Ayer cogí por primera vez. Fue con Luis, uno de los chicos que patinan conmigo en el Ciriaco. Saliendo del parque tomamos toritos en un bar de ficheras. Se ofreció a llevarme a casa en su coche y pensé que fajaríamos como siempre. Me quité los shorts en el asiento trasero y supe que sería distinto. Una tibieza ondulante se expandió desde mi vientre hacia las yemas de mis dedos, como una piedra que cae sobre el agua, y mis caderas dibujaron círculos concéntricos, desde mi pubis hasta mis brazos sujetos a su cuello como un ancla. La lluvia oblicua impactaba contra los cristales empañados, las ráfagas del norte opacaban gemidos y vaivenes provenientes del Spark. Se vino sobre mi muslo y limpió el semen con su playera. Me fui a dormir en medio del calor, con la entrepierna pegajosa. Llovió el resto de la noche.

2

Una alfombra de chicatanas cubre los patios y los pasillos, las escaleras y los pórticos, flota sobre la alberca como un manto que impide ver el fondo de mosaicos. Bajo un cielo recién descampado, salgo del edificio de departamentos y cruzo el bulevar hacia la playa. Las señoras recogen puños de hormigas en bolsas y cubetas, hay quien se sirve de escoba y recogedor. Algunas siguen vivas, aletean con un vigor insuficiente para el escape. Otras se retuercen por reflejo; ignoran que están muertas. Decapitadas por el norte, se fatigan en los últimos estertores de una inútil resistencia. Solo unas cuantas yacen en inmóvil resignación. No hay banqueta ni asfalto: solo cuerpos del color de la sangre que revientan bajo las llantas de mi patineta. Cuando tomo impulso, mi pie barre esqueletos; sus alas, sus culos redondos manchan la lija de mi tabla con una pasta roja, tornasolada.

3

La madre de Julia fríe chicatanas mientras un olor ligeramente amargo y dulzón invade su departamento. Nos dice que hace veinte años que no ocurre una lluvia de hormigas. El almuerzo inesperado le recuerda las implicaciones de la tormenta, como si la interrupción de un vuelo núbil hubiera desatado un peligro más grande que los anuncios espectaculares derrumbados por el norte:

«Las coralillo saldrán del nido que proveen a las hormigas y cuando menos lo esperen las verán en los márgenes del río, nadando en las albercas, tomando el sol desde la punta de un jobo».

4

«Ya te conté cómo fue mi primera vez: a César le gustaba morder y a mí más bien me sacaba de onda. Me dejó la bemba floreada y un buen dolor en las ingles, ni me ha llamado, el muy cara de verga, y ya pasaron dos semanas», dice Julia mientras ordena su cuarto. «Lo peor de todo fue que me dejó un muy mal sentimiento, esa noche la pasé en la regadera hasta volverme pasa. Me tallé y me tallé hasta quedar enrojecida con el zacate. Como si algo se me hubiera pegado. Como si algo además de la tanga se hubiera manchado».

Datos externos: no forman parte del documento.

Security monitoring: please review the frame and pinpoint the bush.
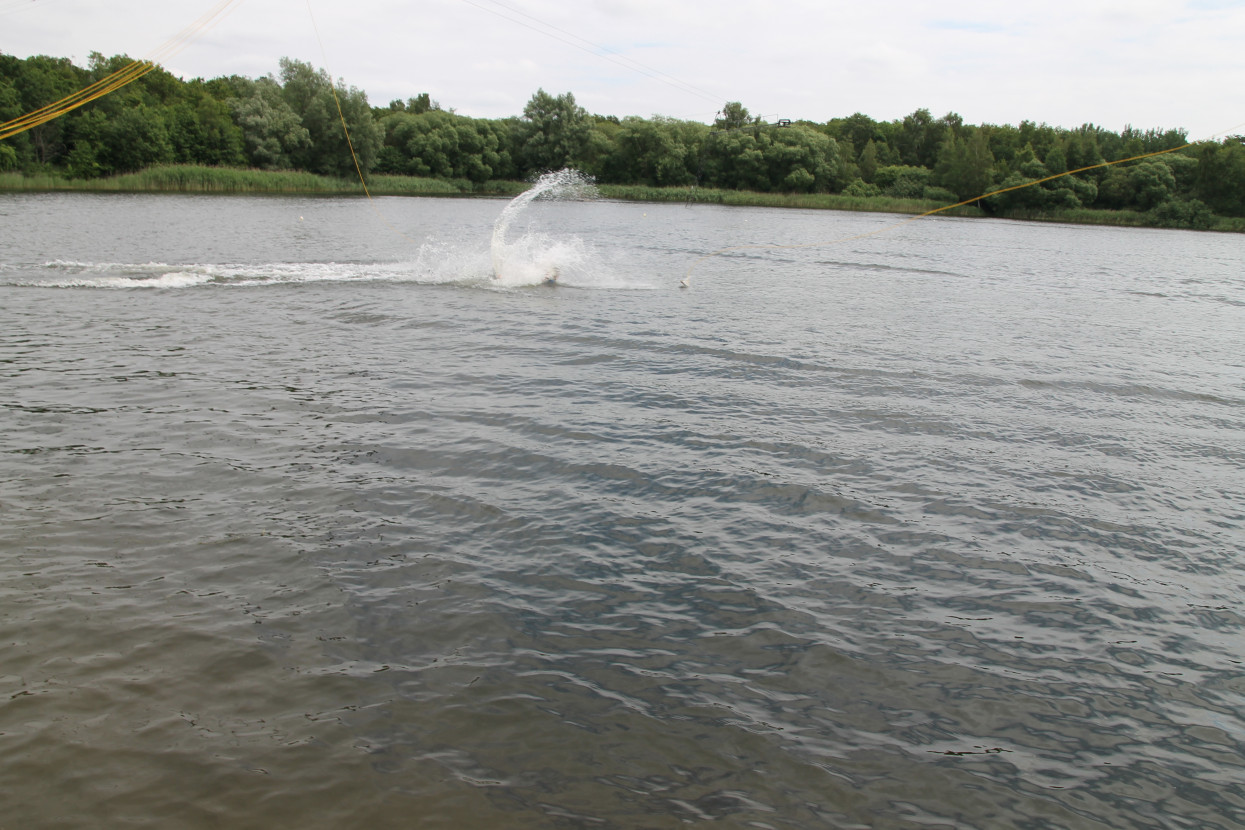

Ignoro los dislates de Julia, tan proclive a cagar pa’ arriba y titubear ante los cuentos que nos dicen en la escuela sobre coger. No tuve una experiencia religiosa, pero tampoco demoníaca. Luis no es mi novio, pero tampoco un desconocido: patinamos casi todas las tardes, salimos a veces, siempre me lleva a casa en el Spark de su madre aunque él viva hasta la Pochota y yo frente a playa Miami. En el camino ponemos rolas de Savages o Deafheaven y nos quedamos estacionados frente al Oxxo de la playa fajando y platicando alternadamente, mientras los barcos hacen fila en el horizonte para entrar al puerto, hasta que las canciones empiezan a repetirse o nuestras pilas se acaban.

«Sé que no tiene nada que ver, pero ahora tengo unas pesadillas supermierderas».

«Puro pinche iris», le digo con el mismo desdén que al lunes siguiente diré tras una charla de emergencia sobre el zika: «El virus se puede contagiar por relaciones sexuales, no es necesario presentar síntomas; chicas, no se embaracen, no comprometan su inocencia». Cada emergencia es un pretexto para reforzar temores retrógradas; en primaria vinieron a enseñarnos a distinguir el mosco del dengue: «Aléjense de los barrios pobres e insalubres donde la gente no fumiga y deja al aire libre las llantas y los recipientes que serán criaderos». En secundaria nos enseñaron a refugiarnos bajo las bancas y repasar el rosario en caso de que nuevamente los Zetas hubieran decidido balacearse con la Marina frente a la escuela: «No solo destruyen su cuerpo, también destruyen a la sociedad: las drogas vienen manchadas, es patrocinar la masacre».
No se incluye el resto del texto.